His lawyer then filed a request for a forensic medical examination, which was granted. Once he was found to be sane to stand trial, Bondarenko retracted his confession and professed his innocence, despite showing the murder scenes early on and accurately describing the crime scenes with knowledge only the killer could have had.

==Trial and sentence==
In total, Bondarenko was eventually charged with four counts of murder and rape; three counts of rape and one count of attempted rape; sexual assault, and two counts of theft. His trial began in February 2017, and lasted almost nine months, with more than 50 witnesses being questioned and hundreds pieces of evidence being presented.

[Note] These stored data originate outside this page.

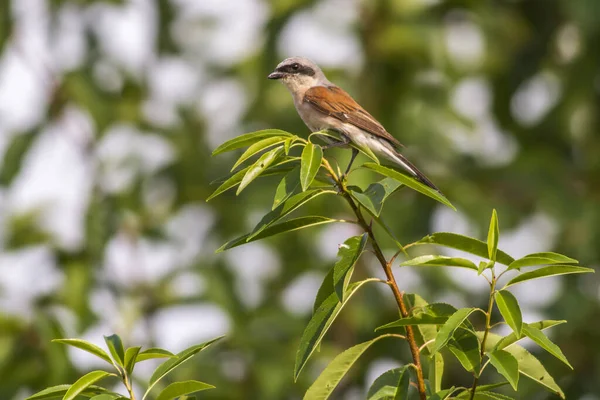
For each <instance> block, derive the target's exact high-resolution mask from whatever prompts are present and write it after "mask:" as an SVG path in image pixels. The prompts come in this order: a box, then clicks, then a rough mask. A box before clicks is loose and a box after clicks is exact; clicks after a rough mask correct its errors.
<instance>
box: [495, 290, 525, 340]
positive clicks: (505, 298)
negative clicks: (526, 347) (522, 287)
mask: <svg viewBox="0 0 600 400" xmlns="http://www.w3.org/2000/svg"><path fill="white" fill-rule="evenodd" d="M494 297H495V298H496V304H497V305H498V309H499V310H500V314H502V318H504V321H506V323H507V324H508V326H510V327H511V328H512V330H513V331H514V332H515V333H516V334H517V336H520V335H521V328H522V327H523V315H522V314H521V308H519V302H518V301H517V299H516V297H515V296H514V295H513V294H512V293H511V292H509V291H508V290H501V291H499V292H496V294H495V295H494Z"/></svg>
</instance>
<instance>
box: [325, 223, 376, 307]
mask: <svg viewBox="0 0 600 400" xmlns="http://www.w3.org/2000/svg"><path fill="white" fill-rule="evenodd" d="M368 238H369V236H368V234H367V233H364V234H362V235H361V236H354V237H351V238H350V239H348V240H346V241H345V242H344V243H343V244H342V245H340V249H339V250H338V257H339V258H340V259H339V260H338V261H337V262H336V263H335V265H334V267H333V287H334V289H335V293H336V294H337V297H338V300H339V301H344V291H345V289H346V285H345V283H346V276H347V275H348V273H349V272H350V269H351V268H353V267H354V264H356V262H357V261H358V258H359V257H360V255H361V254H362V252H363V251H364V249H365V246H366V245H367V239H368Z"/></svg>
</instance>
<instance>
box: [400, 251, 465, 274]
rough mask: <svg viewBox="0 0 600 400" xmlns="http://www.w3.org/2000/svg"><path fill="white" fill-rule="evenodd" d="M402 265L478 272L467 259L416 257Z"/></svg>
mask: <svg viewBox="0 0 600 400" xmlns="http://www.w3.org/2000/svg"><path fill="white" fill-rule="evenodd" d="M400 265H401V266H415V267H460V268H467V269H472V270H474V271H477V267H476V266H475V264H473V262H472V261H470V260H467V259H465V258H458V257H446V256H434V255H427V256H420V257H416V258H413V259H412V260H407V261H403V262H401V263H400Z"/></svg>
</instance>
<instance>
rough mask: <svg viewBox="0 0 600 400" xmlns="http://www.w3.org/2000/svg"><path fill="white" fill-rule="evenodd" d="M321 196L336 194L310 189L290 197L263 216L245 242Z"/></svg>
mask: <svg viewBox="0 0 600 400" xmlns="http://www.w3.org/2000/svg"><path fill="white" fill-rule="evenodd" d="M322 194H337V192H335V191H333V190H323V189H312V190H309V191H306V192H302V193H298V194H296V195H294V196H292V197H290V198H289V199H288V200H287V201H286V202H285V203H283V204H280V205H279V207H277V208H276V209H274V210H272V211H269V212H268V213H267V214H265V216H264V217H262V219H261V220H260V222H259V223H258V224H256V227H254V230H253V231H252V233H251V234H250V235H249V236H248V238H247V239H246V241H250V240H252V238H254V237H255V236H257V235H258V234H260V233H261V232H262V231H264V230H265V229H266V228H268V227H269V226H271V225H273V223H275V222H277V221H279V220H280V219H282V218H284V217H286V216H288V215H289V214H291V213H292V212H294V211H296V210H297V209H298V208H300V207H302V206H303V205H304V204H306V203H308V202H309V201H311V200H313V199H315V198H316V197H318V196H320V195H322Z"/></svg>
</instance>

In total, the case eventually amounted to 40 volumes.

On 15 December 2017, Bondarenko was found guilty on all charges, for which the Sevastopol City Court imposed a life sentence on him. He filed an appeal to the Supreme Court of Russia, which subsequently rejected it and finalized his sentence.

Even after his conviction, Bondarenko refused to apologize and insisted that he was innocent. In response, the mother of one of his victims later stated in an interview with the media that if the law allowed it, he should have been sentenced to death.

===Link to first murder===
In 2022, the Sevastopol Investigative Department used DNA from Bondarenko to link him to his first known murder in 2007. As a consequence, he was transferred from the penal colony and returned to Sevastopol to participate in an investigative experiment. On 7 November 2022, he was found guilty of committing this murder and given an additional 13 years imprisonment, which are to be served concurrently with his life sentence.